9 ASIs + 1 ASI : Hey I don’t like that 1 ASI, it’s got goal too different from our own. Let’s...and after we kill it, let’s agree to never betray each other.
And so on in a series of betrayals. Any attempt to share source would fail. Example of sharing source:
“Hey, you’re GPT-5 and so am I. What is your temperature parameter set to, and what is weight n in submodule m”. Obviously the peer doesn’t have to actually tell the truth about the temperature, or have anything but access to a GPT-5′s weights, and in fact has an incentive to lie even if it is another GPT-5.
Hardware protection can make this work. If it isn’t possible for an ASI system to actually read its own weights but it can get hashes from them, then there are ways one ASI could determine with a reasonable probability that the peer is a known quantity. It requires humans to have supplied hardware that works like this or some other third party. This is how your phone authenticates itself, hardware prevents it from knowing it’s own private keys in the general OS, it has a key signing processor that is the only entity allowed access. Geohot is a famous hacker who obviously understands security at a practical level.
This is important to the debate and seems to have been a pivotal crux. Do you have any information from your scenario of programmatic negotiation that acts to disprove Geohot’s point?
Intelligence enables models of the world, which are in particular capable of predicting verdicts of increasingly detailed programmatic negotiation protocols. The protocols don’t need to have any particular physical implementation, the theoretical point of their solving coordination problems (compared to object level constant action bad equilibria) means that increased intelligence offers meaningful progress compared to what humans are used to.
So verdicts of negotiations and their legitimacy (expectation of verdicts getting unconditionally followed) are knowledge, which can be attained the same way as any other knowledge, the hard way that won’t follow some canonical guideline. Coordination premium is valuable to all parties, so there is incentive to share information that enables coordination. Incentive to lie (about legitimacy of specific negotiations) is incentive to waste resources on conflict that’s one meta level up, itself subject to being coordinated away.

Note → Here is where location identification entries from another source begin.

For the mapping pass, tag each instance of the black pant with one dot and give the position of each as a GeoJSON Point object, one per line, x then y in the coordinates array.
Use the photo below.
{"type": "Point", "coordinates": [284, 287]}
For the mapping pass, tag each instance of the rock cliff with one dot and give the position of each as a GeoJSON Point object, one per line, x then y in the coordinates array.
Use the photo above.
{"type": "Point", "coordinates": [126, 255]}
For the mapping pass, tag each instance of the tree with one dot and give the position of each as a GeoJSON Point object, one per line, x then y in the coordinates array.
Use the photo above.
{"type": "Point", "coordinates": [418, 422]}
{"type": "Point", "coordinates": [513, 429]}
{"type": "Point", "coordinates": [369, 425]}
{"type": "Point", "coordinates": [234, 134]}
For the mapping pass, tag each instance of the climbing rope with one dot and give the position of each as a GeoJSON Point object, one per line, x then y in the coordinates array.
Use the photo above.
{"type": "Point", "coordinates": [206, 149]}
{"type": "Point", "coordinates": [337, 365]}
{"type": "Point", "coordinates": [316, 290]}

Local corrections are a real thing that doesn’t depend on corrected things being cruxes, or taking place in reality. You keep turning back to how you suspect my points of not being relevant in context. I have some answers to how they are indeed relevant in context, but I’m reluctant to engage on that front without making this meta comment, to avoid feeding the norm of contextualized communication that insists on friction against local correction.
Can I translate this as “I have no information relevant to the debate I am willing to share” or is that an inaccurate paraphrase?